IP AMaths Notes (Upper Sec, Year 3-4): 04) Simultaneous Equations

Expect to pair a linear relation with a curve or two curves together. Sketch the solution region mentally before diving into algebra so you keep track of feasible roots.

Toolkit

• Linear pair: eliminate a variable via addition/subtraction or substitution.
• Linear with quadratic: substitute the linear expression into the quadratic to obtain a single-variable equation, then solve and back-substitute.
• Quadratic pair: subtract to eliminate squared terms, or complete the square to interpret geometrically.

Worked example 1 — Linear and quadratic

Solve the system \( 2x + y = 7 \) and \( x^{2} + xy = 12 \).

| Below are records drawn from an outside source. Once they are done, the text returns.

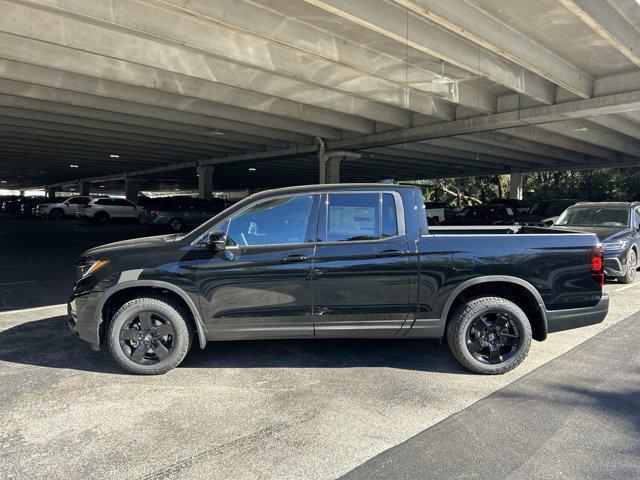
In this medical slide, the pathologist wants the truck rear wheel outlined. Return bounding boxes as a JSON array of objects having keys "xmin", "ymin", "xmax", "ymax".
[
  {"xmin": 447, "ymin": 297, "xmax": 532, "ymax": 375},
  {"xmin": 107, "ymin": 297, "xmax": 193, "ymax": 375},
  {"xmin": 618, "ymin": 248, "xmax": 638, "ymax": 283}
]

1. Express \( y = 7 - 2x \).
2. Substitute: \( x^{2} + x(7 - 2x) = 12 \).
3. Simplify: \( x^{2} + 7x - 2x^{2} - 12 = 0 \) giving \( -x^{2} + 7x - 12 = 0 \).
4. Multiply by \( -1 \): \( x^{2} - 7x + 12 = 0 \).
5. Factor: \( (x - 3)(x - 4) = 0 \) so \( x = 3 \) or \( x = 4 \).
6. Back-substitute: when \( x = 3 \), \( y = 7 - 6 = 1 \); when \( x = 4 \), \( y = 7 - 8 = -1 \).

Solutions: \( (3, 1) \) and \( (4, -1) \).

Worked example 2 — Two quadratics

Solve \( x^{2} + y^{2} = 25 \) and \( y = x + 1 \).

1. Substitute \( y \): \( x^{2} + (x + 1)^{2} = 25 \).
2. Expand: \( x^{2} + x^{2} + 2x + 1 = 25 \) leading to \( 2x^{2} + 2x - 24 = 0 \).
3. Divide by \( 2 \): \( x^{2} + x - 12 = 0 \).
4. Factor: \( (x + 4)(x - 3) = 0 \).
5. Thus \( x = -4 \) or \( x = 3 \).
6. Corresponding \( y \): \( y = -3 \) or \( y = 4 \).

Solutions: \( (-4, -3) \) and \( (3, 4) \).

Try this

Solve \( xy = 6 \) and \( x + y = 5 \). Interpret the solutions on the \( xy \)-plane.